Moonbound: Apollo 11 and the Dream of Spaceflight

This substantial history makes for an impressive graphic novel. Moonbound: Apollo 11 and the Dream of Spaceflight by Jonathan Fetter-Vorm alternates chapters between the story of the Apollo 11 moon landing (in full color) and topics related to spaceflight (in monochrome). Those latter range greatly, involving a lot more than a technical memoir, including a survey of historical astronomers, a history of rocketry, astronaut training, designing the spacesuits, and the symbolism of the moon to various cultures.

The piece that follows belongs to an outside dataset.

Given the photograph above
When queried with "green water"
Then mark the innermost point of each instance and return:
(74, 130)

It’s well-drawn, straightforward and easy to read but visually interesting and diverse. I was particularly impressed to see previously-unknown information on the women who trained as astronauts in the 1960s and those who made the computer programming to support the moon launch possible. Yet, for all this, I had to force myself through the book.

Moonbound: Apollo 11 and the Dream of Spaceflight

I was left cold and uninvolved. It was educational and comprehensive — perhaps too much so. I don’t care about this topic in this much depth, and at times, it felt as though I was cramming for an exam, swamped by the detail. If you are more interested in the history or topic than I am, this is a glorious read.

Moonbound will make an excellent edition to any library and is a thorough resource on the topics it delves into. I hope others enjoy it more than I did, though. (The publisher provided a review copy.)

One comment

  • Jim Perreault

    This does look like a good read for the 50th anniversary of the landing. I’ll have to track down a copy.

    Regarding it being too technical and dry, I am wondering how it compares to “13 minutes to the Moon” (a BBC podcast about the moon landing) ? That too is quite technical, but does a good job of conveying how ambitious, dangerous, and exciting the moon landing was.